Trade body claims UK is 'in recession'

By Rebecca Weller

- Last updated on GMT

Lack of stability: NTIA claims UK is in recession as economy shrank in Q3 (Credit: Getty/atiatiati)
Lack of stability: NTIA claims UK is in recession as economy shrank in Q3 (Credit: Getty/atiatiati)

Related tags Finance Government NTIA

The UK is “in recession” as the sector continues to battle “onerous” rising costs, the Night-Time Industries Association (NTIA) has stated.

This comes as Gross Domestic Product (GDP) showed an estimated fall of 0.2% in Q3 (July to September), a rise of 0.2% on the previous quarter, figures released today (Friday 11 November) by the Office for National Statistics (ONS) have revealed.

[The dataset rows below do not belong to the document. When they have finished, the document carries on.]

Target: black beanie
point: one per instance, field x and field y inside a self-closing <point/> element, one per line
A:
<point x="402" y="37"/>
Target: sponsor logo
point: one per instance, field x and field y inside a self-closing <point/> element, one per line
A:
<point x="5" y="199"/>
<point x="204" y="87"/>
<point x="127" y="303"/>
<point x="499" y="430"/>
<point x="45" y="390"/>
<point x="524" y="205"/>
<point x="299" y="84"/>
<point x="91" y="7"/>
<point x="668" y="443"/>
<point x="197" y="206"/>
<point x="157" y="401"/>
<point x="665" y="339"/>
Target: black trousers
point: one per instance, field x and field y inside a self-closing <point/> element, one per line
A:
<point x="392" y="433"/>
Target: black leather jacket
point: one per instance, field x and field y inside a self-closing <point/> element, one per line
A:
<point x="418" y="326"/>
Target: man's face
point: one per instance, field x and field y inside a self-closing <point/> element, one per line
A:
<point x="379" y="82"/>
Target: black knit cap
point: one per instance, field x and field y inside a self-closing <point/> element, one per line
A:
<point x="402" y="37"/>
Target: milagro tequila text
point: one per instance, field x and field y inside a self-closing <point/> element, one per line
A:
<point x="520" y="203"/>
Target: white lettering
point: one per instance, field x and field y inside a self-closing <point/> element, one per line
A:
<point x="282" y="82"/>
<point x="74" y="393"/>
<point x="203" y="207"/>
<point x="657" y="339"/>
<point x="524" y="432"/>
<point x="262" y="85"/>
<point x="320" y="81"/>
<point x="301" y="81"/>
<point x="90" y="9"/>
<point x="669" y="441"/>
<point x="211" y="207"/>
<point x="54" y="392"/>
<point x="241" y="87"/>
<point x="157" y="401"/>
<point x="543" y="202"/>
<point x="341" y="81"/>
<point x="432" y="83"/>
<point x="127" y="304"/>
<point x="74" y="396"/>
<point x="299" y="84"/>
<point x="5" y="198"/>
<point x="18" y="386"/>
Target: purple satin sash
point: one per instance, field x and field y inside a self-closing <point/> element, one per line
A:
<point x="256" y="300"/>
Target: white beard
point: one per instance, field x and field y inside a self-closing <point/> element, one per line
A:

NTIA CEO Michael Kill said: “We are in a recession, albeit in its complete definition, consumer facing businesses like hospitality and night-time economy fared badly, which will deepen the levels of uncertainty in the sector and impact consumer confidence even further.

Lack of stability 

“It is expected to last for several years and see the economy shrink by up to 1.6%, all of which points to a lack of stability from Government and will place further pressure on the Government to deliver on the budget next week.

“Sectors at the sharpest end of this crisis will require direct support to weather this hugely challenging trading period. Erosion of profits due to onerous costs has led to even the strongest of businesses barely breaking even.”

According to ONS, GDP fell by 0.6% in September 2022 and was affected by the bank holiday for the State Funeral of Her Majesty Queen Elizabeth II, where some businesses closed or operated differently on this day.

Inflation worse than pandemic 

The data also showed the services sector slowed to a flat output on the quarter driven by a fall in consumer facing services, which saw a decline of 0.8% during Q3, a deceleration from the 1.2% increase in the previous quarter, while the production sector and household expenditure fell by 1.5% and 0.5% respectively.

Furthermore, the level of quarterly GDP in Q3 this year has now been estimated to be 0.4% below its pre-coronavirus level while the implied GDP Deflator rose by 5.8% compared with the same quarter a year ago, reflecting higher costs pressures faced by households, according to ONS.

Kill added: “With cost inflation being seen as a worse crisis than the pandemic, the budget must have a level of support at least in parallel with support given during the pandemic, with VAT, business rates and energy relief extensions at the top of industry asks.”